Scores of soldiers with automatic rifles, machine-guns and armoured cars, ringed Bato-Bato, a collection of shacks on stilts and some concrete houses set between the sea and banana plantations, coconut palms and bamboo forests.

GOOD MORNING Over 100 schoolgirls in green skirts and white blouses ringed the gravel path down to the sea, chanting ''Good Morning'' and waving Philippine and US flags under the fierce sun.

A local choir sang an ancient song of the Tausug tribe, about love and loneliness on Bud Tumantangis, or the crying mountain, a cloud-shrouded hill towering over the village.

Kenney, the US envoy, said the social service projects started during the three-week exercises would be continued.

''We are going to keep going,'' she said. ''This has been for the armed forces of the United States an extraordinary experience.'' Captain Randy Hooper, a US marine who has served in Iraq and was in charge of the projects in Bato-Bato, said the Philippines was a welcome change.

''The locals are so friendly and so open,'' he said.

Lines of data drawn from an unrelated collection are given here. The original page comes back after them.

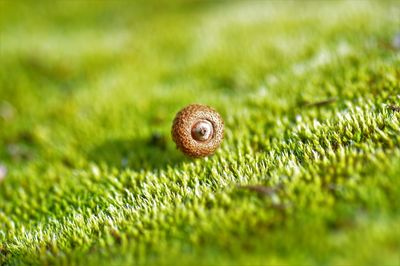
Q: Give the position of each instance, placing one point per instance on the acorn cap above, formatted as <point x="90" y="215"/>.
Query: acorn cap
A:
<point x="198" y="130"/>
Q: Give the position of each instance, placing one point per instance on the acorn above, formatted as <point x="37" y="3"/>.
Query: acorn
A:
<point x="198" y="130"/>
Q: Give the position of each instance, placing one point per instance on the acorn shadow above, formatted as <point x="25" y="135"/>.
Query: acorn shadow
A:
<point x="151" y="153"/>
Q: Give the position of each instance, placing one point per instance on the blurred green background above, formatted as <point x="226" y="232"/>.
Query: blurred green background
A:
<point x="308" y="173"/>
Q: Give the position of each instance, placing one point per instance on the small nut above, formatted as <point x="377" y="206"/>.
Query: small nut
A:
<point x="198" y="130"/>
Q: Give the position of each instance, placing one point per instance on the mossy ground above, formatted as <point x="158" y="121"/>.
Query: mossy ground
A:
<point x="308" y="173"/>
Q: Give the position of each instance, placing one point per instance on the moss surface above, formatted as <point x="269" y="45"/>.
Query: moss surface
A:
<point x="308" y="173"/>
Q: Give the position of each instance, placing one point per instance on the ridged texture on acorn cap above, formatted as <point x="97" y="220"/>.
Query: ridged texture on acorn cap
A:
<point x="182" y="130"/>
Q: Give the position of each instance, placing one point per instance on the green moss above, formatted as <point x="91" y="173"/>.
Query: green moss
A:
<point x="309" y="169"/>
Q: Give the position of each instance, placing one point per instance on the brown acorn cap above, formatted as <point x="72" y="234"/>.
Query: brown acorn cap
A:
<point x="184" y="130"/>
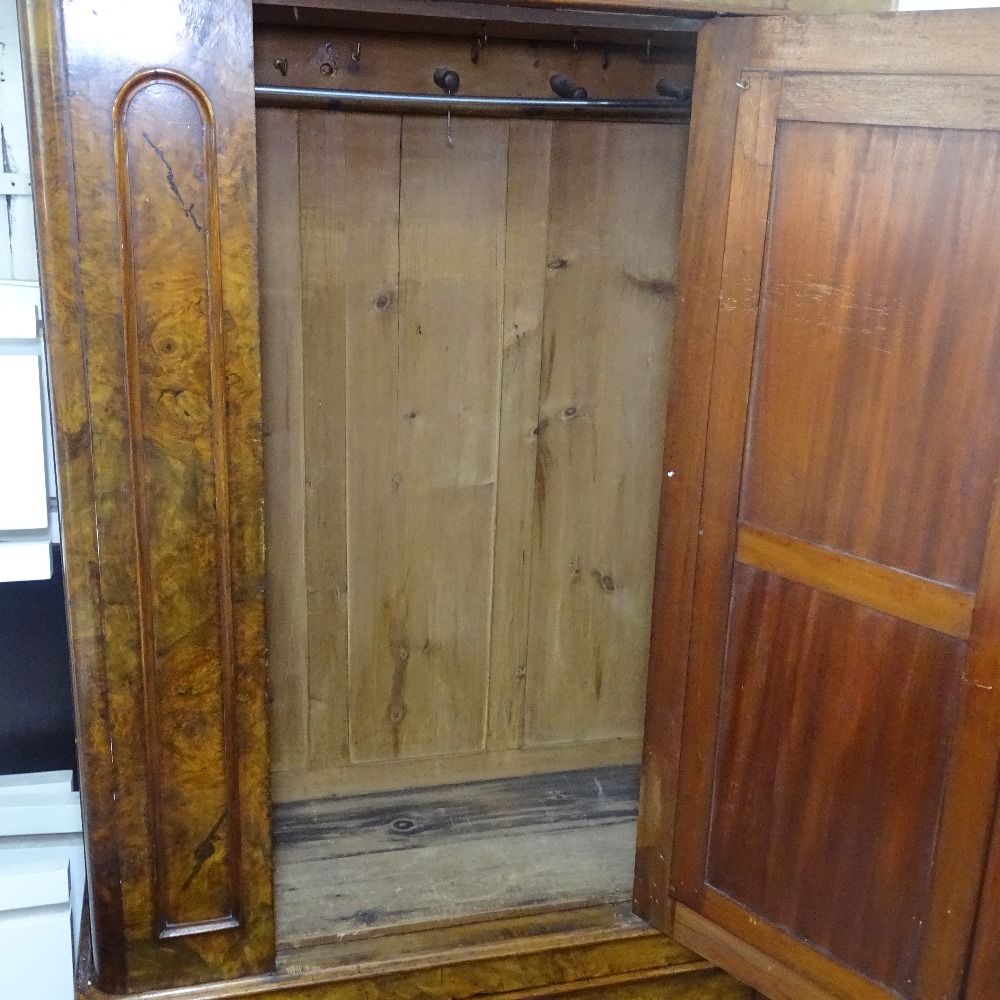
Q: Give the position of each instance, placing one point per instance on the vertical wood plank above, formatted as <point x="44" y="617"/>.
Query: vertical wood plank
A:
<point x="284" y="455"/>
<point x="324" y="365"/>
<point x="528" y="161"/>
<point x="422" y="689"/>
<point x="610" y="286"/>
<point x="372" y="320"/>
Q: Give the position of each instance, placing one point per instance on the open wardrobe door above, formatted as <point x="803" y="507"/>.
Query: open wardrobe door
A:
<point x="820" y="769"/>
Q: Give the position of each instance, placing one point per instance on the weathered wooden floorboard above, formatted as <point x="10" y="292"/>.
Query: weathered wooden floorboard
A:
<point x="352" y="865"/>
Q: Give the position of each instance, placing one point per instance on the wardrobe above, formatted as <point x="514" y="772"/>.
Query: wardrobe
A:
<point x="530" y="529"/>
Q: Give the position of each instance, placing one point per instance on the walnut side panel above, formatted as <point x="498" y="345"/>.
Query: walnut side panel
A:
<point x="159" y="133"/>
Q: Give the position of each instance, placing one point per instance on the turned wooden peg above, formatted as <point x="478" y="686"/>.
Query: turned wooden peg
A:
<point x="562" y="86"/>
<point x="447" y="79"/>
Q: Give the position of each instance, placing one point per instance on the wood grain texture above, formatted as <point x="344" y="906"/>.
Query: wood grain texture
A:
<point x="529" y="161"/>
<point x="888" y="448"/>
<point x="984" y="967"/>
<point x="541" y="955"/>
<point x="58" y="245"/>
<point x="834" y="841"/>
<point x="610" y="286"/>
<point x="325" y="252"/>
<point x="702" y="243"/>
<point x="374" y="864"/>
<point x="959" y="816"/>
<point x="568" y="8"/>
<point x="439" y="255"/>
<point x="163" y="199"/>
<point x="423" y="689"/>
<point x="872" y="99"/>
<point x="734" y="328"/>
<point x="755" y="967"/>
<point x="280" y="276"/>
<point x="422" y="772"/>
<point x="911" y="598"/>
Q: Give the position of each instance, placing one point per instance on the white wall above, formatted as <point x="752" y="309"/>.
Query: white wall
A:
<point x="28" y="522"/>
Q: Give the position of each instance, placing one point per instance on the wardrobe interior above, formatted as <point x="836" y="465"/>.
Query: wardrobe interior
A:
<point x="465" y="333"/>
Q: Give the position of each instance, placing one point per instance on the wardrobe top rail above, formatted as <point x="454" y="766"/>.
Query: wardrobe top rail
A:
<point x="607" y="20"/>
<point x="461" y="17"/>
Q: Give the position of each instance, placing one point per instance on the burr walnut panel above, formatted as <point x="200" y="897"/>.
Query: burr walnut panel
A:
<point x="875" y="425"/>
<point x="178" y="451"/>
<point x="158" y="284"/>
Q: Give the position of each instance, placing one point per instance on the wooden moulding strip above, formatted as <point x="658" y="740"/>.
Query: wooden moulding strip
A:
<point x="911" y="598"/>
<point x="744" y="961"/>
<point x="597" y="947"/>
<point x="294" y="785"/>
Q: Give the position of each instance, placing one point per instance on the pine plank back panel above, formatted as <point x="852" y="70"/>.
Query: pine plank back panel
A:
<point x="464" y="407"/>
<point x="147" y="181"/>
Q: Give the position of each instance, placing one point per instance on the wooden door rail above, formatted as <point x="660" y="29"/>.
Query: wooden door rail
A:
<point x="620" y="109"/>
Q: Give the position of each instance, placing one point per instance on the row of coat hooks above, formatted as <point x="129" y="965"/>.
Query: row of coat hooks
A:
<point x="571" y="100"/>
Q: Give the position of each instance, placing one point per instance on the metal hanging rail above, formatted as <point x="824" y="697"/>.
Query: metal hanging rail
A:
<point x="617" y="108"/>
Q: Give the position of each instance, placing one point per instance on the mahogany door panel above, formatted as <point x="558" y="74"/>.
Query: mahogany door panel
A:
<point x="838" y="763"/>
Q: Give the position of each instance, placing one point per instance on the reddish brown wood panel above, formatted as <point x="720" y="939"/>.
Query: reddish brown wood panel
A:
<point x="876" y="422"/>
<point x="984" y="972"/>
<point x="162" y="203"/>
<point x="835" y="729"/>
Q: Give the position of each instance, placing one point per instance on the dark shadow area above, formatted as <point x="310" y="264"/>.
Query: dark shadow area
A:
<point x="36" y="703"/>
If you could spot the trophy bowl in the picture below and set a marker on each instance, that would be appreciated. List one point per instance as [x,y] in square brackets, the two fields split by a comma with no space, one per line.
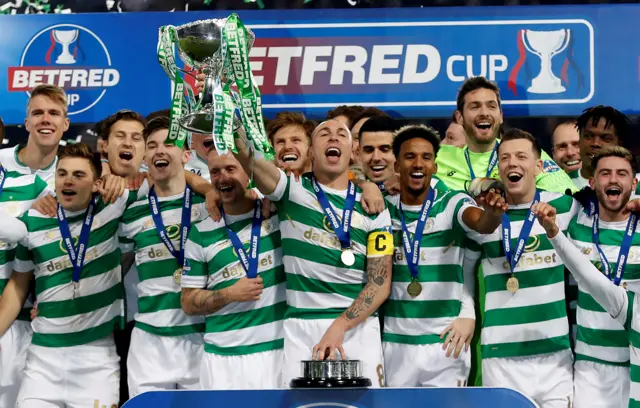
[199,46]
[331,374]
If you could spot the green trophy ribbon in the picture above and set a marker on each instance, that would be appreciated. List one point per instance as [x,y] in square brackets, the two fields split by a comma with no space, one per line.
[179,105]
[236,49]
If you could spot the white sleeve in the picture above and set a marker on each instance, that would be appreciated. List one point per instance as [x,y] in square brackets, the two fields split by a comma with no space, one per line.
[281,188]
[13,230]
[468,309]
[611,297]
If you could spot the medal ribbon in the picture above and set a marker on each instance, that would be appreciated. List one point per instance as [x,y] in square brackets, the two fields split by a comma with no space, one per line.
[341,229]
[493,161]
[236,48]
[624,247]
[185,225]
[76,255]
[249,262]
[412,247]
[179,105]
[514,258]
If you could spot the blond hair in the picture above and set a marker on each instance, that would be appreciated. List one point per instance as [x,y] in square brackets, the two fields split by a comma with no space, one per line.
[52,92]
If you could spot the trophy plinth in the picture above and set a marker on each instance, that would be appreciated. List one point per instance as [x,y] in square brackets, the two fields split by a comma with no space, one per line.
[331,374]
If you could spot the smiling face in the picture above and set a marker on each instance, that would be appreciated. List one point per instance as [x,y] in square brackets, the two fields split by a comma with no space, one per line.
[227,177]
[331,148]
[165,161]
[416,165]
[75,183]
[481,116]
[125,147]
[291,145]
[46,121]
[518,165]
[614,181]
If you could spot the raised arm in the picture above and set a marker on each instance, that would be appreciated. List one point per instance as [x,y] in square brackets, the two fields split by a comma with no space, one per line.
[265,173]
[12,299]
[371,297]
[611,297]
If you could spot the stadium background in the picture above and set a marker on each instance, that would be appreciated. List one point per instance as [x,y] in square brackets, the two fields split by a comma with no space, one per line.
[541,127]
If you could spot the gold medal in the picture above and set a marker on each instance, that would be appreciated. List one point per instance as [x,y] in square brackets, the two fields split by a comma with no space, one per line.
[512,284]
[177,276]
[414,288]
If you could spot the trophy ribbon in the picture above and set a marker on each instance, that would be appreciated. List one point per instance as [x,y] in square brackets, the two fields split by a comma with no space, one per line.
[236,50]
[179,105]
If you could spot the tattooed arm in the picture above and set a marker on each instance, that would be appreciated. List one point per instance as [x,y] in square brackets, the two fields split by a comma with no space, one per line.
[374,293]
[204,301]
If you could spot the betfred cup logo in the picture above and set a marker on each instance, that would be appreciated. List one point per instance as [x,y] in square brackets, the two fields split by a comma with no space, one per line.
[546,44]
[65,38]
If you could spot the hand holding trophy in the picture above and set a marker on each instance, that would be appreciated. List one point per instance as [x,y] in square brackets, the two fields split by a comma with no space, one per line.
[220,49]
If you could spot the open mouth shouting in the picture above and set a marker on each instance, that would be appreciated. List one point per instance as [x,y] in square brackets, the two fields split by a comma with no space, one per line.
[333,154]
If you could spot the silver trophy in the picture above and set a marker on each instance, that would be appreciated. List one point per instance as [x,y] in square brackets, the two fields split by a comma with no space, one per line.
[331,374]
[199,47]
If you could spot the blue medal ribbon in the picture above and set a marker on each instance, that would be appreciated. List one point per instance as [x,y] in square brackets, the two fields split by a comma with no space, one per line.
[249,262]
[623,255]
[514,258]
[185,225]
[493,161]
[412,247]
[340,228]
[76,254]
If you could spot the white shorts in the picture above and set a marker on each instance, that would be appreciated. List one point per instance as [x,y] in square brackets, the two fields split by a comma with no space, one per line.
[163,362]
[546,378]
[257,371]
[408,365]
[84,376]
[361,343]
[13,351]
[598,385]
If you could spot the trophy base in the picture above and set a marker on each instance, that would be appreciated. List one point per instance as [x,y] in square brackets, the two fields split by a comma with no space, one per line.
[202,121]
[330,383]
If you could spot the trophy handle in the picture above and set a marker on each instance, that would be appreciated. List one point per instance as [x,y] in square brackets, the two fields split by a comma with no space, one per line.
[567,37]
[526,45]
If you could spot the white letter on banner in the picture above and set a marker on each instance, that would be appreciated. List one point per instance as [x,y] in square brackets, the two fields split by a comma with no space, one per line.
[379,63]
[311,65]
[453,77]
[494,67]
[483,66]
[411,74]
[257,52]
[20,79]
[284,56]
[355,66]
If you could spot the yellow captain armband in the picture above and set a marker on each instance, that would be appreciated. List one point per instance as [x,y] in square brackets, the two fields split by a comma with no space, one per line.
[380,243]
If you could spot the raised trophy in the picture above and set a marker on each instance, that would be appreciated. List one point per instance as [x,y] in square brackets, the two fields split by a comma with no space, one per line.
[208,46]
[546,44]
[65,38]
[331,374]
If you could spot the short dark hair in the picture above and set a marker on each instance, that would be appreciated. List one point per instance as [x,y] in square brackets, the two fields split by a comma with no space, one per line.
[155,124]
[473,84]
[614,151]
[416,131]
[518,134]
[283,119]
[380,124]
[611,115]
[82,151]
[125,114]
[350,111]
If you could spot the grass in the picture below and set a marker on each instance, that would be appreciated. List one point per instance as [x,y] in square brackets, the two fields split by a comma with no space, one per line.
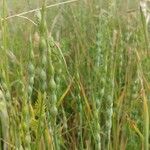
[74,75]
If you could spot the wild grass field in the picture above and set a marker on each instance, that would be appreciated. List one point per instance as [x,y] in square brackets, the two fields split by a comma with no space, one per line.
[74,75]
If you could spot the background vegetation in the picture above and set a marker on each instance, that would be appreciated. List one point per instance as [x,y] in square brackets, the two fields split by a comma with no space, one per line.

''We carry weapons,'' he added, patting a pistol under his camouflage tunic. ''But we don't have to be aggressive at all.'' Still, Bato-Bato is a desperately poor village, with most shacks built of bamboo and straw. An open sewer runs down to the sea, and the village square is marked by a solitary basketball backboard with fading paint and a rusted hoop.

Villagers, however, see some improvement in recent years.

''I have a salary now,'' said Ali Sami Omar, a 26-year-old who has found employment as a garbage collector under a US-funded project. ''This is a normal situation.'' But the threat of the Abu sayyaf is ever-present.

Under a tarpaulin stretched over bamboo poles, local officials were handing out posters of an Abu Sayyaf leader, Radullan Sahiron, promising a 0,000 reward for information leading to his capture.

''Your identity will be guarded,'' it promised.